Spreadsheet Upload


Template
Tab Breakdown
Column Breakdown
Upload Spreadsheet to an RO-Crate with Crate-O

Template

For collections where there are a lot of interconnected objects and files, it may be easier or preferable to add the metadata for these via uploading a spreadsheet to an existing RO-Crate in Crate-O, rather than adding these items manually. An RO-Crate metadata spreadsheet template can be downloaded below and populated with metadata specific to your collection:


ro-crate-metadata-template.xlsx


Spreadsheet upload currently only has functionality to add new data, and cannot overwrite or edit existing data in your RO-Crate.

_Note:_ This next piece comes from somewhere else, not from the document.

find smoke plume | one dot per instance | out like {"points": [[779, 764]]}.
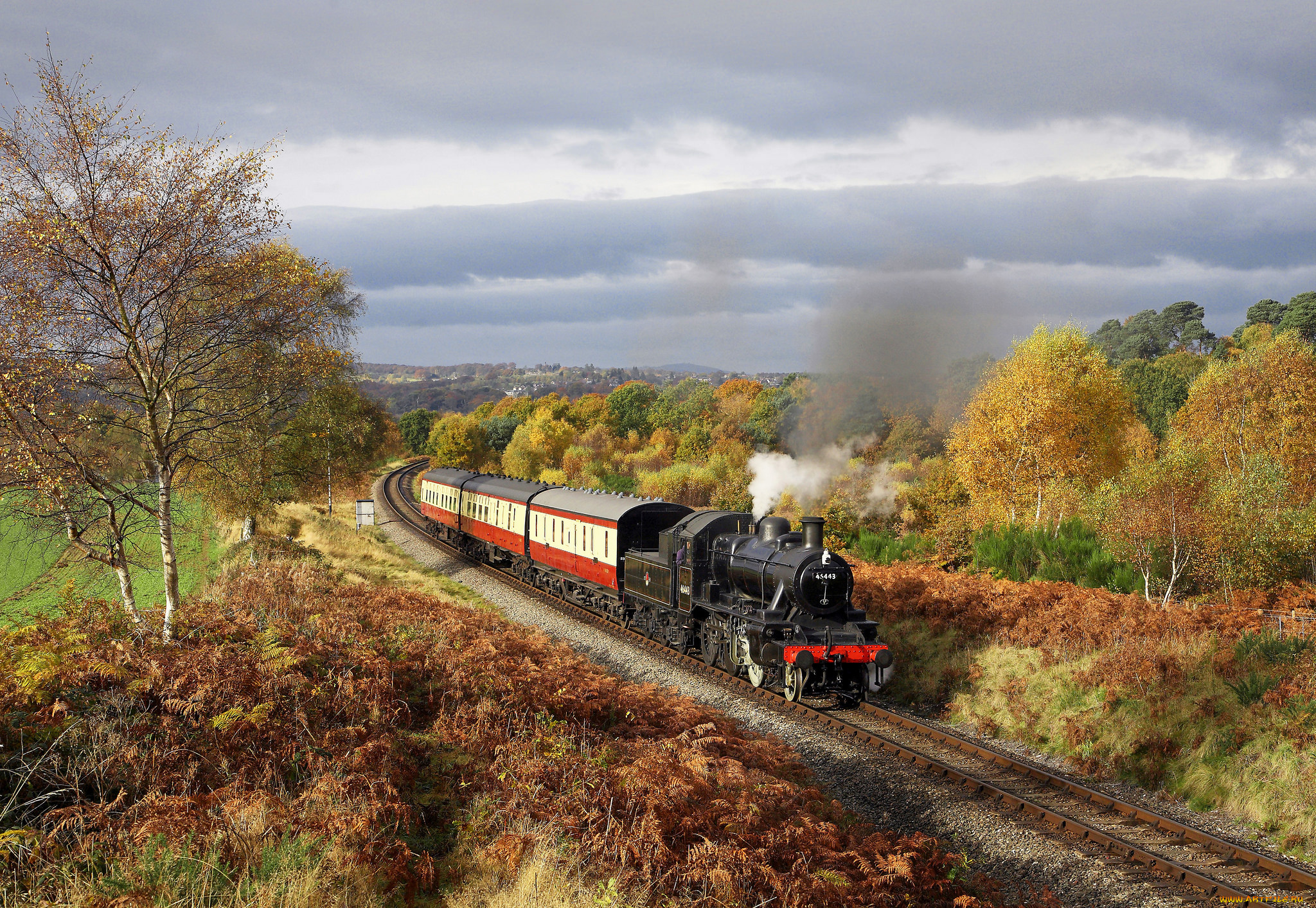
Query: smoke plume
{"points": [[807, 478], [810, 478]]}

The template is based on an example data collection that contains three types of files within each object:

  • Audio files (WAV), the primary material
  • Text files (CSV), transcriptions of the audio files
  • ELAN files (EAF), linguistic annotations of the audio files

Tab Breakdown

The spreadsheet has the below tabs by default, but depending on your collection, you may need to add additional tabs, or others may not be applicable.


TabDescription
RootMetadata about the root or top level of the collection.
AuthorsMetadata about the person or organisation responsible for creating this collection.
PublishersMetadata about the organisation responsible for releasing this collection.
LicensesMetadata about the license(s) within the collection; both for the objects and files, and for the collection’s metadata.
PeopleMetadata about the people within the collection.
PlacesMetadata about the places within the collection.
LocalitiesMetadata about the geometric location data within the collection.
ObjectsMetadata about the entities within the collection that could encompass one or more files.
FilesMetadata about the files in your collection. If the collection has multiple file formats, duplicate this tab and add the formats to the tab names, e.g. csv_files, eaf_files, wav_files.

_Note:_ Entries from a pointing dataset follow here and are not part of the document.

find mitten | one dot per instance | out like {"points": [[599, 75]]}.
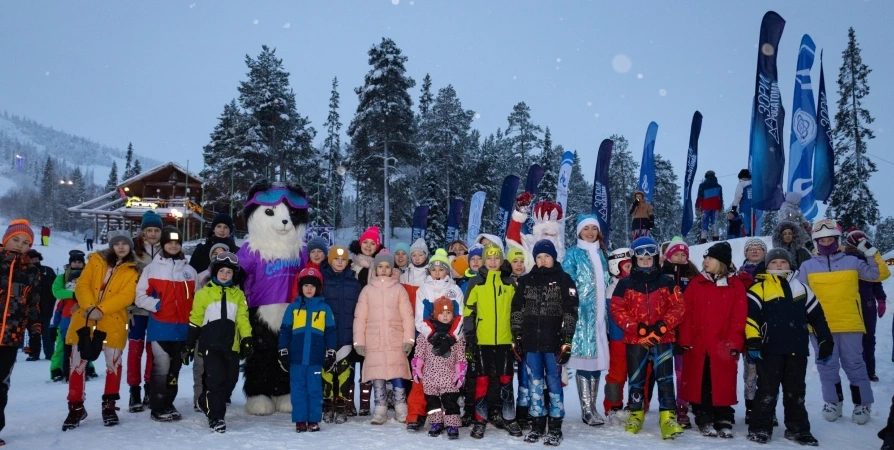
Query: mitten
{"points": [[284, 360], [417, 364]]}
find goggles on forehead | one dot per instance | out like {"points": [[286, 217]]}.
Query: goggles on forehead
{"points": [[646, 250], [276, 196]]}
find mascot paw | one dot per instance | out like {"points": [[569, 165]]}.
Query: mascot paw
{"points": [[259, 405], [283, 403]]}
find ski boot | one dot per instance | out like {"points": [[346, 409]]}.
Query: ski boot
{"points": [[554, 436], [136, 403], [669, 425], [538, 429], [109, 416], [76, 413], [801, 437], [218, 425], [478, 429], [635, 421]]}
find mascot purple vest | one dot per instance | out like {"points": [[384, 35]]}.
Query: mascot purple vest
{"points": [[273, 254]]}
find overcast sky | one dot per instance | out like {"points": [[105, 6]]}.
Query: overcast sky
{"points": [[159, 73]]}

ELAN (.eaf) files can have relative or absolute paths to the data they relate to. The ELAN preferences file is generally not needed for the collection and relates to the particular ELAN user only.


Below the header, an example row is included to illustrate how the section can be filled. The example row is colour-coded according to whether the column:

  • requires the user to input data (blue)
  • is pre-filled with a formula or static value and doesn’t require editing (green).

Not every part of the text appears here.